I went out and started researching like crazy. I talked to our doctors and every nurse coordinator and nurse practitioner in the cancer program. Then I started calling patients and asking them what was the biggest barrier for them. I thought it would be “I didn’t get my results in time” or “I couldn’t get through to my doctor.” What it usually turned out to be was issues like “I didn’t know where to park when I got there” or “I didn’t have the address to the center.” With that information, I partnered with marketing to come up with better materials to give our new patients.
My advice to leadership is to give your navigators time to really assess the barriers for your organization because every place will be different. Start with one nurse navigator, if that is all you can initially afford.

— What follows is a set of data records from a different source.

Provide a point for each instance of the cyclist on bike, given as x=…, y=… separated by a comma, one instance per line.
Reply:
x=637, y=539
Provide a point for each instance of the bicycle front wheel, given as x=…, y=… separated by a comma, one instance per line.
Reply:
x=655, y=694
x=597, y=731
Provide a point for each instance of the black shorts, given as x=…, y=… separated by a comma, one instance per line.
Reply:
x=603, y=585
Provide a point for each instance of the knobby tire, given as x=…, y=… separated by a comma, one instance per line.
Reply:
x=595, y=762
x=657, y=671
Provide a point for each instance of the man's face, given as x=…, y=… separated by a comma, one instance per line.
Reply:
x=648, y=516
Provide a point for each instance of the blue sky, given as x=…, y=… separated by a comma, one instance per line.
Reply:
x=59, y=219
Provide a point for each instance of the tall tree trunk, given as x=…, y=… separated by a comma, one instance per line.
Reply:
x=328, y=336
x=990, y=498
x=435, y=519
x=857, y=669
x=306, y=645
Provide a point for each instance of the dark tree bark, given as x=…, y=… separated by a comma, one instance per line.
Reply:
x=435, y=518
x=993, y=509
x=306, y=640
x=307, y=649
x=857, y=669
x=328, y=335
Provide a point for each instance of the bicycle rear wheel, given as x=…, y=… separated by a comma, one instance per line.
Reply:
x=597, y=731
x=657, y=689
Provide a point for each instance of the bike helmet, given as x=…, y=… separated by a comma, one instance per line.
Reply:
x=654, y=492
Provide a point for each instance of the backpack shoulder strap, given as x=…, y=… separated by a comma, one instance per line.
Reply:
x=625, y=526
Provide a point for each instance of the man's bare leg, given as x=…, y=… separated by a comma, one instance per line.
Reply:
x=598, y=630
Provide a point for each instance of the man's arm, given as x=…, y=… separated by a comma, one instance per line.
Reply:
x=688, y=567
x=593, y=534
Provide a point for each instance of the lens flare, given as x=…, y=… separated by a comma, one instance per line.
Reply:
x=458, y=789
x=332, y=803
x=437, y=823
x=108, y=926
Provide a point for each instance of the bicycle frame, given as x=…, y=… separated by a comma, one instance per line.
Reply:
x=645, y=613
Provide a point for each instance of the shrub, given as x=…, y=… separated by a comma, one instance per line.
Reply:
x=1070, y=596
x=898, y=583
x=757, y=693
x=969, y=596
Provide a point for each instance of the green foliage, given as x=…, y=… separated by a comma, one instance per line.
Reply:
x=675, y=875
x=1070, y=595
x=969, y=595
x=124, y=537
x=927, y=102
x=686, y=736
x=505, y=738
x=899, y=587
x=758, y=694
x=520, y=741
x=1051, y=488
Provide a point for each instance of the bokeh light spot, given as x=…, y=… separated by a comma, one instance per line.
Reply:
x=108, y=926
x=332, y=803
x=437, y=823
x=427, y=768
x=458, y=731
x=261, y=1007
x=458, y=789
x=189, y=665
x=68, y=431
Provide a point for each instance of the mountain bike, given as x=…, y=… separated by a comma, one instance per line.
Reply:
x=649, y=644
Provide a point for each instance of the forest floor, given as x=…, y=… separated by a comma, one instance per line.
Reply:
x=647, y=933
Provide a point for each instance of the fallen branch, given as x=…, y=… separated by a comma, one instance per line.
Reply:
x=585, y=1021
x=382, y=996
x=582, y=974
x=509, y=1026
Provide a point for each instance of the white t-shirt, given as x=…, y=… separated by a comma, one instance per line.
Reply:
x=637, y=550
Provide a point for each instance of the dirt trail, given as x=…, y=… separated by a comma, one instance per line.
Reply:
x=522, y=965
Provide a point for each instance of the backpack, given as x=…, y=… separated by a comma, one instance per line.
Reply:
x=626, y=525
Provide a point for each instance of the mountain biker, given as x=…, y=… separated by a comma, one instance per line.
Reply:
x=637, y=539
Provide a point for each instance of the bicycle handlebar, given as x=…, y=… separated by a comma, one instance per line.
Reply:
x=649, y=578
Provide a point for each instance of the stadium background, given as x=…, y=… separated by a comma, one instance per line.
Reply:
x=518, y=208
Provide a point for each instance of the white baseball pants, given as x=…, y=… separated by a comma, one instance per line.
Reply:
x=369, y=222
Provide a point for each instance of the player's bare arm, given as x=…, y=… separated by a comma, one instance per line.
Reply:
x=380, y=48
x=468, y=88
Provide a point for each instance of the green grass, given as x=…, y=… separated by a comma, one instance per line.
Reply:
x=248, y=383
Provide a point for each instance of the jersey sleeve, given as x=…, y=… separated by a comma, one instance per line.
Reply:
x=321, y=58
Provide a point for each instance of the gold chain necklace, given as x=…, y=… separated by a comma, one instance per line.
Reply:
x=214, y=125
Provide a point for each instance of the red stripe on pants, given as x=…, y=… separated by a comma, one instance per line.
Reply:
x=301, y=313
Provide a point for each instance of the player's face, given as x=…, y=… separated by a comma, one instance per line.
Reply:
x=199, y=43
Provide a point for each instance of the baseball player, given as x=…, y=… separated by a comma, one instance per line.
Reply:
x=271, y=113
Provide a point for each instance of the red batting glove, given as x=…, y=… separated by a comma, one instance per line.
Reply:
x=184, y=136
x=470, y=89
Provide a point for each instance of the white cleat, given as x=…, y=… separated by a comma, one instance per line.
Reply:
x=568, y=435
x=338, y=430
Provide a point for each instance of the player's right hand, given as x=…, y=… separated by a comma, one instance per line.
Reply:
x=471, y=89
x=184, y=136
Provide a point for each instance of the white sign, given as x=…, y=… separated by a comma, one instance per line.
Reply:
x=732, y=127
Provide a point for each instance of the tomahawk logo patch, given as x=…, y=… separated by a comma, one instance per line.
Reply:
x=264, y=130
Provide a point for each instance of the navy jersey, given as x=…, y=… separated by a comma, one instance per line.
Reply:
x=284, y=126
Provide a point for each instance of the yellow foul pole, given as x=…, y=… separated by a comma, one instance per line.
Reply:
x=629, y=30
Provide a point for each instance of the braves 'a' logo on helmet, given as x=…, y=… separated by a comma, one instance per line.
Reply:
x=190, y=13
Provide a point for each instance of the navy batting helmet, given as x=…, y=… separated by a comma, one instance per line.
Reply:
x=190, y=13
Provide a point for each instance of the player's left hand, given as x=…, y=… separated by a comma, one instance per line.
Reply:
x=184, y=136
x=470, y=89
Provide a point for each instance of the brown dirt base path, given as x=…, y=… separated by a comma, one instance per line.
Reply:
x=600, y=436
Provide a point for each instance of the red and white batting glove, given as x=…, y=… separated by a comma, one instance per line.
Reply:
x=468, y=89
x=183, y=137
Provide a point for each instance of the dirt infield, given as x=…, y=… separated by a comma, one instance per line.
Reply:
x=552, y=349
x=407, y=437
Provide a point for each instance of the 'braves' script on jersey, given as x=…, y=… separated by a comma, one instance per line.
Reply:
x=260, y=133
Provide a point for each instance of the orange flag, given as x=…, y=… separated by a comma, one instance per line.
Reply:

I recently returned from a navigation meeting in Texas that included navigators from all across the country. Our roles were very different because our organizations are different. Some of the navigators came from tiny centers that did not have a lot of nursing support, so the navigators were focused on following patients all the way through treatment. In our center, we have a lot of nurse coordinators who are assigned to a particular physician. My role as a navigator is that I am not assigned to one physician, but to the patient, and I am here to make sure that patient crosses care settings seamlessly and is not lost between providers and departments.
We draw people from a wide area, including the entire state of Kansas. You can imagine going from a small town in Kansas to us, situated right in the middle of the metropolitan area. It can be very scary.
One of our patients said the navigators were a brightly lit path for them in a very dark time. We shepherd them to us and through their experience at KU.